Thanks for the suggestions... I also came up with

// The runsilent flag below is useful for debugging. Set it to 0 to make everything visible. 1 to run silently

runsilent = 0;


eval(parse("data = Open( \!"SPPI_ Data_JMP_Revised.jmp\!"" || if(runsilent,",\!"invisible\!""," ") || ");"));


Note I had to include the comma with the ",invisible" string to make an express that works if runsilent=0 to avoid having "empty" arguments in the call.


Carl.

Byron_JMP

Staff

Joined:

Apr 26, 2012

slightly different, and no parsing


runsilent = 1;

invis = Expr( invisible );  //this isn't a string or a list, and it isn't evaluated

dt = Expr( Open( "$SAMPLE_DATA/Big Class.jmp" ));

If( runsilent == 1, insert Into( dt, Name Expr( invis ) ));  //use Name Expr to return the expression's symbol without evaluating it.

cschwarz

Community Trekker

Joined:

Dec 26, 2015

Neat... but I don't really understand how the 'insert into' knows where to insert the "invis" expression into the "dt" expression. I guess that  Expr "parsea" the expression to make some sort of tree and then "insert into" simply add the "invis" argument as another leaf in the tree? 

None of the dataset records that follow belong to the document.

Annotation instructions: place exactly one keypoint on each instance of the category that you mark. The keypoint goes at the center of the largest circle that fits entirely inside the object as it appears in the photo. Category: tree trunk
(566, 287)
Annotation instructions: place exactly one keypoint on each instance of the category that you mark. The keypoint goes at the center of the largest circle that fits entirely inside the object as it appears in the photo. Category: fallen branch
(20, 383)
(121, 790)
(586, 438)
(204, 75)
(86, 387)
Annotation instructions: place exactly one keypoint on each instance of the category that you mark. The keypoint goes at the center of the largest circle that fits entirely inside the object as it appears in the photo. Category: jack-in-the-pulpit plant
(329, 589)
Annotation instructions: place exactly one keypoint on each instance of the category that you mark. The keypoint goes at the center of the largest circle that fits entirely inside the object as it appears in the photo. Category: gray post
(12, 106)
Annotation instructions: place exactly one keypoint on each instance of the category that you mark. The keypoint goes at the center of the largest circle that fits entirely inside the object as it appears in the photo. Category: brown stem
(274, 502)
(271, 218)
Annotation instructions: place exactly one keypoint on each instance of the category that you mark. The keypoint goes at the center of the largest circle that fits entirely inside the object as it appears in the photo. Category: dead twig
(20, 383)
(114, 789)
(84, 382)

I don't have a good enough understanding of how arguments are passed to functions in JMP. I come from an R back ground where it is either positional or argument=value and find JMPs use of things like Invisible in the Open() function a bit weird because it isn't a string). Any good references for this way of calling functions?

I haven't tried this yet, but I assume you need to evaluate the expression 'dt'  to open the actual data table.